It was clear to him that the experimental method was the only method by which one could arrive at any scientific analysis of the passions; and certainly Dorian Gray was a subject made to his hand, and seemed to promise rich and fruitful results. His sudden mad love for Sibyl Vane was a psychological phenomenon of no small interest. There was no doubt that curiosity had much to do with it, curiosity and the desire for new experiences; yet it was not a simple but rather a very complex passion. What there was in it of the purely sensuous instinct of boyhood had been transformed by the workings of the imagination, changed into something that seemed to the boy himself to be remote from sense, and was for that very reason all the more dangerous. It was the passions about whose origin we deceived ourselves that tyrannized most strongly over us. Our weakest motives were those of whose nature we were conscious. It often happened that when we thought we were experimenting on others we were really experimenting on ourselves.
While Lord Henry sat dreaming on these things, a knock came to the door, and his valet entered, and reminded him it was time to dress [32] for dinner. He got up and looked out into the street. The sunset had smitten into scarlet gold the upper windows of the houses opposite. The panes glowed like plates of heated metal. The sky above was like a faded rose. He thought of Dorian Gray’s young fiery-colored life, and wondered how it was all going to end.
When he arrived home, about half-past twelve o’clock, he saw a telegram lying on the hall-table. He opened it and found it was from Dorian. It was to tell him that he was engaged to be married to Sibyl Vane.
CHAPTER IV
[...32] “I suppose you have heard the news, Basil?” said Lord Henry on the following evening, as Hallward was shown into a little private room at the Bristol where dinner had been laid for three.
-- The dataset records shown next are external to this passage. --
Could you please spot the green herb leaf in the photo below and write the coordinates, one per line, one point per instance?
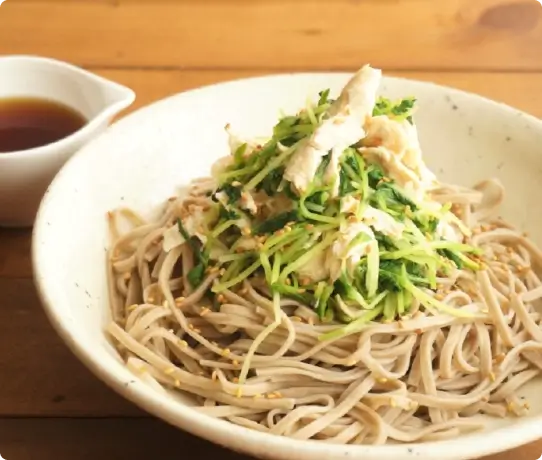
(277, 222)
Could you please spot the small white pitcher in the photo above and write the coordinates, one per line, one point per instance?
(25, 175)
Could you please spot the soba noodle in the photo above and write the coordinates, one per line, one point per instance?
(424, 376)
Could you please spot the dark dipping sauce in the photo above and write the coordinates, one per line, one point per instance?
(27, 122)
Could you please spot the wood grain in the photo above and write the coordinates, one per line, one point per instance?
(134, 439)
(521, 90)
(40, 376)
(266, 34)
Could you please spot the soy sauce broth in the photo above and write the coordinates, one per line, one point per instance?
(27, 122)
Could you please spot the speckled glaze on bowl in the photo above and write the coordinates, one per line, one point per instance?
(144, 158)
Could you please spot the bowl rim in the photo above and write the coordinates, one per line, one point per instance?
(236, 437)
(89, 125)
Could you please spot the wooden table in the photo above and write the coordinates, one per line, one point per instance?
(51, 407)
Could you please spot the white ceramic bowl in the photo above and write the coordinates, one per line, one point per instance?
(25, 175)
(142, 159)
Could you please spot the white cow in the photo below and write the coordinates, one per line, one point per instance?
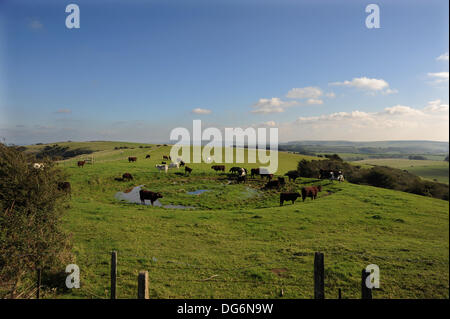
(38, 165)
(174, 165)
(162, 168)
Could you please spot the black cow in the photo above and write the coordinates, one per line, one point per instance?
(127, 176)
(152, 196)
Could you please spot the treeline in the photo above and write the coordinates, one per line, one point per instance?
(379, 176)
(58, 152)
(31, 223)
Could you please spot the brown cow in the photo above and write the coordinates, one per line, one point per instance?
(127, 176)
(254, 171)
(64, 186)
(311, 192)
(293, 175)
(218, 168)
(152, 196)
(288, 196)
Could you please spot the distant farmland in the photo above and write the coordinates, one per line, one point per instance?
(430, 170)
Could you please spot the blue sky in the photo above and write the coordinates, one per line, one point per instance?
(137, 69)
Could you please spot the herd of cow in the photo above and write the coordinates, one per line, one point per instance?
(241, 176)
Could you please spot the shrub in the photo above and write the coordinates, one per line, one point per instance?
(31, 208)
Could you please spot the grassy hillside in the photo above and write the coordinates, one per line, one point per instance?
(431, 170)
(239, 243)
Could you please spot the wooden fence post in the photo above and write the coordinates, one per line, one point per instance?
(143, 285)
(319, 276)
(366, 293)
(38, 283)
(113, 274)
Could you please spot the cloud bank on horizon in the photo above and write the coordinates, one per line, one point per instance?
(339, 83)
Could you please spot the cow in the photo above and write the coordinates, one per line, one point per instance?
(127, 176)
(38, 165)
(174, 165)
(152, 196)
(218, 168)
(292, 175)
(162, 168)
(311, 192)
(254, 171)
(272, 184)
(64, 186)
(288, 196)
(81, 163)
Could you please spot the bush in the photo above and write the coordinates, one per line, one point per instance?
(379, 176)
(31, 208)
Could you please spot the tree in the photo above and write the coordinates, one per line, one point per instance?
(31, 208)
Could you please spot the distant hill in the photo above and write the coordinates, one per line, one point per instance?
(378, 147)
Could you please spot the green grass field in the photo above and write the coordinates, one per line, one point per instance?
(427, 169)
(239, 243)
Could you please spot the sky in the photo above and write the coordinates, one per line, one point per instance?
(135, 70)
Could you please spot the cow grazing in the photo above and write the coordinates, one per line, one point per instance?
(174, 165)
(218, 168)
(162, 168)
(311, 192)
(293, 175)
(254, 171)
(272, 184)
(127, 176)
(64, 186)
(38, 165)
(289, 196)
(81, 163)
(152, 196)
(242, 178)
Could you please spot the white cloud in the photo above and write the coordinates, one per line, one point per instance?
(64, 111)
(201, 111)
(35, 24)
(398, 122)
(439, 76)
(436, 106)
(273, 105)
(367, 84)
(314, 101)
(309, 92)
(443, 57)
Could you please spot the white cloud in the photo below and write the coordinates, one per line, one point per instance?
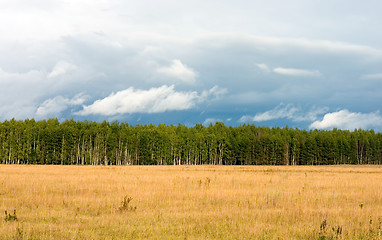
(263, 67)
(61, 68)
(288, 111)
(297, 72)
(209, 121)
(372, 76)
(344, 119)
(54, 106)
(154, 100)
(179, 71)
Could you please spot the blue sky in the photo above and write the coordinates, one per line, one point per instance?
(306, 64)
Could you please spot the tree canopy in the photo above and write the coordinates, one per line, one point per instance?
(93, 143)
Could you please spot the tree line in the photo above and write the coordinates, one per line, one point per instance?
(92, 143)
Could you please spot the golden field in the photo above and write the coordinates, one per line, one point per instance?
(191, 202)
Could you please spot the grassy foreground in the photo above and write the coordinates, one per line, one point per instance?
(190, 202)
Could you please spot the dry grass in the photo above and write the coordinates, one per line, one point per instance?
(191, 202)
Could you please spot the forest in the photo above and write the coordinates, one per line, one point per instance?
(93, 143)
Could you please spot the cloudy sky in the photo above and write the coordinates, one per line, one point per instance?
(306, 64)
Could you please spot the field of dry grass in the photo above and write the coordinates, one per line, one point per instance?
(190, 202)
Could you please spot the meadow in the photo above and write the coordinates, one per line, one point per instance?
(190, 202)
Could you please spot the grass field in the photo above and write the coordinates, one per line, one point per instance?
(190, 202)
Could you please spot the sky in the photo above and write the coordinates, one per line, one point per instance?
(296, 63)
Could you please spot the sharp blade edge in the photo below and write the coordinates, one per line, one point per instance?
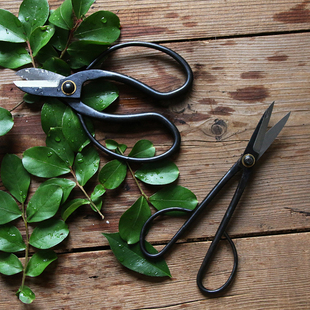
(272, 134)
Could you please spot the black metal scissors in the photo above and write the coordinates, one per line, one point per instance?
(258, 144)
(68, 89)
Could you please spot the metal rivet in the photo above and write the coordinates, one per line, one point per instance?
(68, 87)
(248, 160)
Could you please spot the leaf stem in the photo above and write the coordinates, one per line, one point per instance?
(14, 108)
(31, 54)
(24, 216)
(134, 177)
(84, 192)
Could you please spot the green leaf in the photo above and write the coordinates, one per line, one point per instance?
(82, 53)
(114, 146)
(81, 7)
(111, 144)
(32, 14)
(132, 257)
(66, 185)
(39, 261)
(15, 177)
(52, 114)
(9, 209)
(13, 55)
(143, 149)
(11, 239)
(40, 37)
(73, 131)
(174, 196)
(71, 206)
(158, 173)
(99, 95)
(26, 295)
(57, 141)
(49, 233)
(44, 203)
(6, 121)
(102, 27)
(10, 264)
(57, 65)
(46, 52)
(60, 38)
(11, 29)
(43, 162)
(86, 164)
(62, 16)
(98, 192)
(28, 98)
(132, 221)
(113, 174)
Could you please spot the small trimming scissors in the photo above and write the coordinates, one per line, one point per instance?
(258, 144)
(68, 89)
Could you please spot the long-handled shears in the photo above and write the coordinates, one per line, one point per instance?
(68, 89)
(257, 146)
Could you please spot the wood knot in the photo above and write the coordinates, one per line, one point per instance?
(219, 127)
(215, 128)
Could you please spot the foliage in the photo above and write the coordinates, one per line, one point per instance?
(61, 41)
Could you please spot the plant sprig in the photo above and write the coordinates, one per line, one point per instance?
(61, 41)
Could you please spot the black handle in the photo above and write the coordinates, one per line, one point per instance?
(84, 110)
(139, 85)
(219, 234)
(194, 214)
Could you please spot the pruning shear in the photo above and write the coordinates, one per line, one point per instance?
(257, 146)
(68, 89)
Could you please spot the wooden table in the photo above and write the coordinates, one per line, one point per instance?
(244, 54)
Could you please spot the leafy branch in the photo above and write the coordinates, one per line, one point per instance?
(61, 41)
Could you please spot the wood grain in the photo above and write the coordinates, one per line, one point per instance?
(271, 275)
(244, 55)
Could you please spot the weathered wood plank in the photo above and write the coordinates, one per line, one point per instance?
(234, 83)
(181, 20)
(271, 275)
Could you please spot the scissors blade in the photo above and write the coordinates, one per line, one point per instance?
(261, 139)
(38, 82)
(38, 88)
(271, 135)
(262, 129)
(39, 74)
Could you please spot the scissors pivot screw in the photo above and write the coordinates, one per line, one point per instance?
(248, 160)
(68, 87)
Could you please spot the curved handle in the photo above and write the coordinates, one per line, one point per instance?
(206, 261)
(141, 86)
(84, 110)
(220, 232)
(194, 214)
(173, 240)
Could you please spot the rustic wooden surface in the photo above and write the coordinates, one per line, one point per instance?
(244, 54)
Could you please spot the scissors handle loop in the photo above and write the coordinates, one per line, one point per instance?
(219, 234)
(205, 264)
(84, 110)
(141, 86)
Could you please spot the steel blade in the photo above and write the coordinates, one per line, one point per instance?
(271, 135)
(262, 130)
(38, 88)
(39, 74)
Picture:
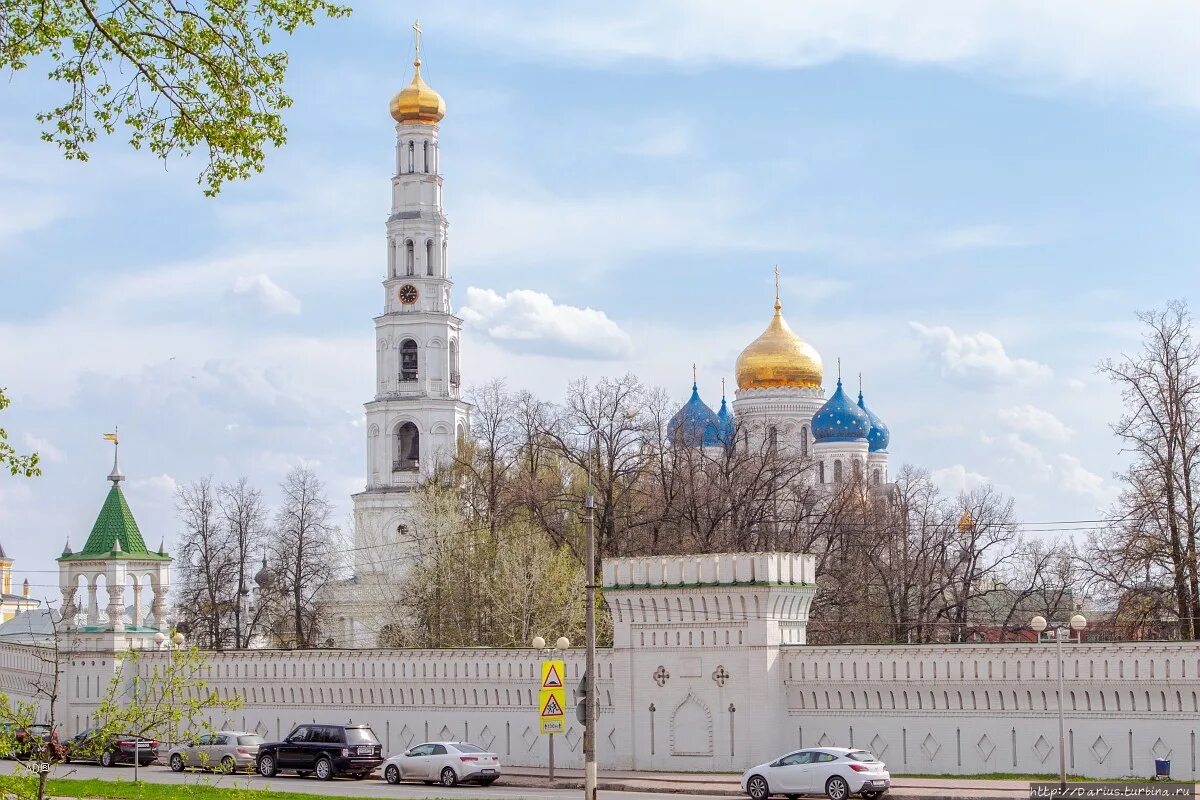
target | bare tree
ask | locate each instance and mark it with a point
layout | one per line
(306, 552)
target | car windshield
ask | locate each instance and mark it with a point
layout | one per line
(360, 737)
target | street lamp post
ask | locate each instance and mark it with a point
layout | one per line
(1078, 623)
(539, 643)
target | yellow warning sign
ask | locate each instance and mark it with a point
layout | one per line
(552, 674)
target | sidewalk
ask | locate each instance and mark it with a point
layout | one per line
(726, 785)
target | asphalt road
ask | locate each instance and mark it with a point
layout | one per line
(347, 788)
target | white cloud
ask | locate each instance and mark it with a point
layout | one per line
(958, 479)
(270, 295)
(1035, 421)
(1073, 476)
(1152, 49)
(532, 322)
(977, 356)
(43, 447)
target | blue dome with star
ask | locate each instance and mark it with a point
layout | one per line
(695, 423)
(879, 435)
(840, 420)
(725, 423)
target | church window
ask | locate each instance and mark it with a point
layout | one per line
(408, 447)
(408, 360)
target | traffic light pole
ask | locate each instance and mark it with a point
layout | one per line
(589, 675)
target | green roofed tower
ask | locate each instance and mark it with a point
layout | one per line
(115, 553)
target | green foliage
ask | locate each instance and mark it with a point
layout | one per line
(10, 459)
(179, 77)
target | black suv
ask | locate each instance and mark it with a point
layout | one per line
(324, 751)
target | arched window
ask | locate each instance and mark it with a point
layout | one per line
(408, 447)
(408, 360)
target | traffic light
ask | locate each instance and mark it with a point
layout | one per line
(581, 707)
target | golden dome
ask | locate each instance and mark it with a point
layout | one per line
(418, 103)
(779, 359)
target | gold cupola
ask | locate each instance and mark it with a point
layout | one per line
(779, 359)
(418, 103)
“No, Harry,” answered Hallward, giving his hat and coat to the bowing waiter. “What is it? Nothing about politics, I hope? They don’t interest me. There is hardly a single person in the House of Commons worth painting; though many of them would be the better for a little whitewashing.”
“Dorian Gray is engaged to be married,” said Lord Henry, watching him as he spoke.
Hallward turned perfectly pale, and a curious look flashed for a moment into his eyes, and then passed away, leaving them dull. “Dorian engaged to be married!” he cried. “Impossible!”
“It is perfectly true.”
“To whom?”
“To some little actress or other.”
“I can’t believe it. Dorian is far too sensible.”
“Dorian is far too wise not to do foolish things now and then, my dear Basil.”
“Marriage is hardly a thing that one can do now and then, Harry,” said Hallward, smiling.
“Except in America. But I didn’t say he was married. I said he was engaged to be married. There is a great difference. I have a distinct remembrance of being married, but I have no recollection at all of being engaged. I am inclined to think that I never was engaged.”